Syntax & parser¶
The syntax package is the front of the pipeline: a scanner turns the
pattern text into tokens, and a parser builds an abstract syntax tree in
Onigmo's grammar. The AST is what the compiler lowers to
bytecode, so the parser's job is to capture every construct Ruby's regexps can
express — faithfully, including the cases RE2 omits.
Scanner¶
The scanner reads the pattern as bytes under a declared encoding (UTF-8 or
ASCII-8BIT) and emits tokens for literals, metacharacters, escape sequences,
group openers, quantifiers, and class brackets. Encoding matters here: a
character class or a \p{…} property is interpreted in terms of the pattern's
encoding, which the Encoding-keyed cursor in the
compile package selects.
The Onigmo grammar surface¶
The parser accepts the Onigmo construct set, which is considerably larger than RE2's. The main groups of syntax it must recognize:
Escapes and anchors¶
- Standard escapes and shorthand classes:
\d \w \sand negations. - Ruby anchors and escapes:
\A(start of string),\z(end of string),\Z(end, before a trailing newline),\G(match-start anchor),\h/\H(hex digit / non),\R(any line break).
Groups¶
- Named capture:
(?<name>…). - Non-capturing:
(?:…). - Atomic:
(?>…)— match the subpattern, then discard its internal backtrack points. - Inline flag scopes:
(?i:…),(?m)…, etc.
Quantifiers¶
- Greedy:
* + ? {m,n}— match as much as possible, give back on failure. - Lazy (non-greedy):
*? +? ?? {m,n}?— match as little as possible, take more on failure. - Possessive:
*+ ++ ?+— match greedily and never give back. (A trailing+on a{m,n}brace is not possessive but a stacked greedy repeat(a{m,n})+, matching Onigmo.)

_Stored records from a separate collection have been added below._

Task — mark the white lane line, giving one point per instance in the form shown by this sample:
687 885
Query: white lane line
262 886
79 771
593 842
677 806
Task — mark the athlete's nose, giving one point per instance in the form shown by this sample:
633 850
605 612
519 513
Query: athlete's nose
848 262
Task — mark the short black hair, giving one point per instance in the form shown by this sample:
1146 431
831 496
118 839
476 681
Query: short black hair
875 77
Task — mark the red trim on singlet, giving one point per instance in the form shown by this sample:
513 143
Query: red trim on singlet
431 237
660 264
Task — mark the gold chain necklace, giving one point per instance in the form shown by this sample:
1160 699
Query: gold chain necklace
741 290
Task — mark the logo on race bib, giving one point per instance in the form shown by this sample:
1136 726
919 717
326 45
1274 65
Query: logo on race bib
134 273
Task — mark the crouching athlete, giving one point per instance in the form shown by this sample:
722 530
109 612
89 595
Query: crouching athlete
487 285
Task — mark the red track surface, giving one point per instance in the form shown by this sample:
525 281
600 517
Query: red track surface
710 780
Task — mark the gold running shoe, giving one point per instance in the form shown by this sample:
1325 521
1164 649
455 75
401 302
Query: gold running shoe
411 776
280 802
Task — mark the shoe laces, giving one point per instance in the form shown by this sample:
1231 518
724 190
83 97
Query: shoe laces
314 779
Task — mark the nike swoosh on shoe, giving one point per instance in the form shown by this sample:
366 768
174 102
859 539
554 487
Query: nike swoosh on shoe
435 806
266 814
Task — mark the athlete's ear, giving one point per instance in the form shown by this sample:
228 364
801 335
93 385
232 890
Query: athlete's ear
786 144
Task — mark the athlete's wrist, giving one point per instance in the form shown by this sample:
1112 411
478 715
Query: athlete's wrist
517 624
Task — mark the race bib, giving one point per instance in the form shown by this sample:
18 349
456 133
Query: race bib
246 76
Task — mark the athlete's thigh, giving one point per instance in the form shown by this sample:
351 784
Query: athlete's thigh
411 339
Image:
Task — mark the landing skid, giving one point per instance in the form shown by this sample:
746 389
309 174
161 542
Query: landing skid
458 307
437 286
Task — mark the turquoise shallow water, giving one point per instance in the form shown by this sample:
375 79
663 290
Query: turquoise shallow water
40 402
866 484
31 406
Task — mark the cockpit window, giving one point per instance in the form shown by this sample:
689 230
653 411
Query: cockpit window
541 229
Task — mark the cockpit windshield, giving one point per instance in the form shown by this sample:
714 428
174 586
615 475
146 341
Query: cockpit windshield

Character classes and properties¶
- Bracketed classes
[...]with ranges and negation[^...]. - POSIX classes inside brackets:
[[:alpha:]],[[:digit:]], … (the 14 standard classes, positive and negated). - Unicode properties:
\p{L},\p{Nd},\P{…}— resolved by thecharsetpackage. A deliberate slice of the general categories (L N P S Z C), theLu Ll Lt Lm Lo Ndsubcategories, and the Onigmo POSIX-style aliases (Alpha Alnum Digit Space Upper Lower Word) is supported; script and block names (\p{Han}, …) and the one-letter\pLform are out of scope (see the Roadmap).
Flags¶
- Pattern-level options (case-insensitive, multiline, extended) and their inline scoped forms, threaded through the AST so the compiler can specialize matching.
Output¶
The parser produces a typed AST: concatenation, alternation, repetition (with greediness and possessiveness), captures (indexed and named), assertions (lookaround, anchors), and character-set nodes. Anything malformed is reported as a parse error rather than silently accepted — fuzzing the parser for crashes is part of the test plan (see Contributing).